Now, let the reader fill in the dots of this tale of two unions keeping in mind the parallels above delineated. That should not be too hard to accomplish. The common moral of this tale of two unions is that a union founded on ideals on paper which are then forgotten and disrespected in practice, will not last very long. It may rhetorically remain on paper for a while but it will fail in practice. History confirms it. Centrifugal forces will eventually win over. That too should not be very hard to imagine, given the resulting hard lesson of the American civil war.

Now, one may call this tale a rant, or one may call it a prophecy, a warning of terrible things still to come, unless the warning is heeded and a turn-around occurs. Time is running out. History will eventually have the last word. Let those who have ears, let them hear.

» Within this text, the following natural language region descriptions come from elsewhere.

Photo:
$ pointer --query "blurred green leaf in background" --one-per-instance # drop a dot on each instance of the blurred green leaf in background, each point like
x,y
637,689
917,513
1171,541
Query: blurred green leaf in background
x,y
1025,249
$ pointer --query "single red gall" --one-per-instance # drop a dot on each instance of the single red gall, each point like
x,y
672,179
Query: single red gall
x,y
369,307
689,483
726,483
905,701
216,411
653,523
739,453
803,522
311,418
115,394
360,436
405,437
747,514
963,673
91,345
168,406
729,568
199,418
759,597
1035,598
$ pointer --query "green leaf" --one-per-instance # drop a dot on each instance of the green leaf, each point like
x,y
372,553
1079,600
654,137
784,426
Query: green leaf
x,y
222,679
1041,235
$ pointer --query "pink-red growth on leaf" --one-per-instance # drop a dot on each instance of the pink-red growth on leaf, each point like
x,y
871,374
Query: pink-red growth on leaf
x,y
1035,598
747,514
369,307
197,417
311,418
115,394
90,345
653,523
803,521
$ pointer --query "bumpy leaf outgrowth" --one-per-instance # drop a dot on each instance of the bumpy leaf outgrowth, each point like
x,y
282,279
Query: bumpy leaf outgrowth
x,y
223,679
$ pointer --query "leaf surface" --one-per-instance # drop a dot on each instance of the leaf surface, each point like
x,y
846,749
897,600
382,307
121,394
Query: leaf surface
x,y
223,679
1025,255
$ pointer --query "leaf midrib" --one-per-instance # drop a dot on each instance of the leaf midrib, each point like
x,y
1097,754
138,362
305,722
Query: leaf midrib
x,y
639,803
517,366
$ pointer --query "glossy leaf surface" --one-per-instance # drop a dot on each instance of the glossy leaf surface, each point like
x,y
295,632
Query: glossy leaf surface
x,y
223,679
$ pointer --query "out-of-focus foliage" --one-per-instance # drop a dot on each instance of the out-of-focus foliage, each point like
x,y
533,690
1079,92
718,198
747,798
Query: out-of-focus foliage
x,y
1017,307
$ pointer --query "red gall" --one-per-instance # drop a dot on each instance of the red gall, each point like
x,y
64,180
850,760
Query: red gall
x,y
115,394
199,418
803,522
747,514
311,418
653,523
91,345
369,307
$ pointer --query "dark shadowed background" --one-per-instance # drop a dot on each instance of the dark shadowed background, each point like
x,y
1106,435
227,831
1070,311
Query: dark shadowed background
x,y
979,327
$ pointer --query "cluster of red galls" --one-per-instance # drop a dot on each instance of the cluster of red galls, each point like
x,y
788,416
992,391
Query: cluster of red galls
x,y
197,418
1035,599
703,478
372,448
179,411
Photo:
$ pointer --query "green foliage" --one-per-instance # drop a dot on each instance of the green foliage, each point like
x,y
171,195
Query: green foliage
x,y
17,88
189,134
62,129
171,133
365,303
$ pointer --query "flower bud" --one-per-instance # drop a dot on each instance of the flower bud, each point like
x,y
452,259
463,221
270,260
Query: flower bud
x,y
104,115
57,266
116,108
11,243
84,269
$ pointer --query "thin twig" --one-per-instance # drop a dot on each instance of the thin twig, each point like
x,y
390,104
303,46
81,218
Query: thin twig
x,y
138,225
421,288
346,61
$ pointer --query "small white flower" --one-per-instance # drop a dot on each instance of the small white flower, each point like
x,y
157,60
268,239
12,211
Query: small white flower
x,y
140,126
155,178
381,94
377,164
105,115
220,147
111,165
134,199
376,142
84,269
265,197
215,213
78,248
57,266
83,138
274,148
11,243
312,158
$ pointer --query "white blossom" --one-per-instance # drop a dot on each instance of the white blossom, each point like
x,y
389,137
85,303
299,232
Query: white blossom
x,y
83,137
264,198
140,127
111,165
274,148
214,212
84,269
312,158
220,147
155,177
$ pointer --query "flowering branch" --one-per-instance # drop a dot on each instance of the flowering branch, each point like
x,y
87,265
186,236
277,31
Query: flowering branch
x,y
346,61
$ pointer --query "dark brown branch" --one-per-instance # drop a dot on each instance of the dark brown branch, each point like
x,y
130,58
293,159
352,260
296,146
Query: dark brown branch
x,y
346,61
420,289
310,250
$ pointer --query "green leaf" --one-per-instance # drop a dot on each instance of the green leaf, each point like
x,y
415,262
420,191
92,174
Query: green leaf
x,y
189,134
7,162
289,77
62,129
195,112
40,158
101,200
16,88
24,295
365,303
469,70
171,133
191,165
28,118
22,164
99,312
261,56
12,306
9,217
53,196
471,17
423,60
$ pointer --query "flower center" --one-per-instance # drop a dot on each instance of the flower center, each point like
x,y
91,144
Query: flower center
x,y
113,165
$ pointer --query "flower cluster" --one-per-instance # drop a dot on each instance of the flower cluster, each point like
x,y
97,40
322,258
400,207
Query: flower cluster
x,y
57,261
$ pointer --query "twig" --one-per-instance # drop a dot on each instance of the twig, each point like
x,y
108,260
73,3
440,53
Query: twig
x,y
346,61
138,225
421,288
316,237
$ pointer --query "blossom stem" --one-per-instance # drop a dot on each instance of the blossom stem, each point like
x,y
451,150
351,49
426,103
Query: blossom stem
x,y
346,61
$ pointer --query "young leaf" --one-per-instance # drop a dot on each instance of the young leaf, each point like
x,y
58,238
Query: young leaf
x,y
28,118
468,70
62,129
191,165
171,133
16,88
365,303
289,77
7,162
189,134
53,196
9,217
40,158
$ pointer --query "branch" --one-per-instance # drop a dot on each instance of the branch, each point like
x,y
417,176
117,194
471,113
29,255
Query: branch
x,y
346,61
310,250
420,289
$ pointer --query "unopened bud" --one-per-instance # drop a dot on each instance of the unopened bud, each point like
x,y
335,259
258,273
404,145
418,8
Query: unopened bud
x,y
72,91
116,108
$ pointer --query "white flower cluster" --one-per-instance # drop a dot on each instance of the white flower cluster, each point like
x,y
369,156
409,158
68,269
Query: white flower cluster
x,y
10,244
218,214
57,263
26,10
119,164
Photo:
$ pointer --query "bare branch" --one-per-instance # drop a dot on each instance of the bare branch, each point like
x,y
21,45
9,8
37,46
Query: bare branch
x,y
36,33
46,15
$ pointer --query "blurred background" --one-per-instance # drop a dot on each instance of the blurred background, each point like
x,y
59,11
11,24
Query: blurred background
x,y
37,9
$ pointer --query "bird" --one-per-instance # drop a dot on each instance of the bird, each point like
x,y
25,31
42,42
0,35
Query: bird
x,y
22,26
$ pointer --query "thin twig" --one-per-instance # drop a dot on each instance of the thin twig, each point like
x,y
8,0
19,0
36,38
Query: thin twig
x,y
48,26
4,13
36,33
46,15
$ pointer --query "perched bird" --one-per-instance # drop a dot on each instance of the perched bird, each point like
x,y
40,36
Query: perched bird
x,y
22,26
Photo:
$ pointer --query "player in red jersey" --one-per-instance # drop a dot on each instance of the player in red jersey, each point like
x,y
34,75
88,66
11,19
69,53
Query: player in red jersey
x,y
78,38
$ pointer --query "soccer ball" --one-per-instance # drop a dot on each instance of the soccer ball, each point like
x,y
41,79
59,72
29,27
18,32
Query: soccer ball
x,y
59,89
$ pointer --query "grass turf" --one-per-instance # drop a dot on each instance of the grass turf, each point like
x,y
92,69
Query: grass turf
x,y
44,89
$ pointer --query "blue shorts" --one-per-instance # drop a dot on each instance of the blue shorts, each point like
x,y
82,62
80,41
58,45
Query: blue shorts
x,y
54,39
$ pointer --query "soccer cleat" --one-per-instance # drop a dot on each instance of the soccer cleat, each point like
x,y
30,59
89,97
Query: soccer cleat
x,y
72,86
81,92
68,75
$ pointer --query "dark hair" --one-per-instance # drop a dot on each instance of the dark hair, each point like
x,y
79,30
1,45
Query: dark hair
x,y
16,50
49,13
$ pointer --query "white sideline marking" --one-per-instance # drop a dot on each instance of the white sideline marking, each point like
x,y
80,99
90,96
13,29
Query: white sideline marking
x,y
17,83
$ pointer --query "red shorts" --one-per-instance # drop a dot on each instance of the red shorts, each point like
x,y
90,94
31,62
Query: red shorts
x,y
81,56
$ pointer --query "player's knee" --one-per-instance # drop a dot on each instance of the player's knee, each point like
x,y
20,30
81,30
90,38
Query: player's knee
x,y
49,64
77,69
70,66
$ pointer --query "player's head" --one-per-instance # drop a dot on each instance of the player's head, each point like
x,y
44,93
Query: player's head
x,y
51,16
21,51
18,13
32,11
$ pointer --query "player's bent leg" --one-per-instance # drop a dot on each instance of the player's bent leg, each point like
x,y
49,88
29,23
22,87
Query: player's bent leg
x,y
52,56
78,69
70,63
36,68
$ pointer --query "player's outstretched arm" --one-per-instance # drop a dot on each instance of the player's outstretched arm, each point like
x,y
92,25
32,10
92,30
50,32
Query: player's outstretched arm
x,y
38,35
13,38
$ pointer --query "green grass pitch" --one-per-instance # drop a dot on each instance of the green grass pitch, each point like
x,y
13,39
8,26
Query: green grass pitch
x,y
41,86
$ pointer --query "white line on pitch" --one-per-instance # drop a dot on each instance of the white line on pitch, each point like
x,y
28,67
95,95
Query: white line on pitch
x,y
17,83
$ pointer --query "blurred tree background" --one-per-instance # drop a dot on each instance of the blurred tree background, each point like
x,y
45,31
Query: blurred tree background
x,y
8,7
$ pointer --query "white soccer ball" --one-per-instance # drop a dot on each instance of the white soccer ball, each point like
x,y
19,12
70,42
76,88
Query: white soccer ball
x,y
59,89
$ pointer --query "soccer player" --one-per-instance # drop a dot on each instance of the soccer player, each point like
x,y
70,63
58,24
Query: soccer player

Emanuel L. Paparella, Ph.D.

Professor Paparella has earned a Ph.D. in Italian Humanism, with a dissertation on the philosopher of history Giambattista Vico, from Yale University. He is a scholar interested in current relevant philosophical, political and cultural issues; the author of numerous essays and books on the EU cultural identity among which A New Europe in search of its Soul, and Europa: An Idea and a Journey. Presently he teaches philosophy and humanities at Barry University, Miami, Florida. He is a prolific writer and has written hundreds of essays for both traditional academic and on-line magazines among which Metanexus and Ovi. One of his current works in progress is a book dealing with the issue of cultural identity within the phenomenon of “the neo-immigrant” exhibited by an international global economy strong on positivism and utilitarianism and weak on humanism and ideals.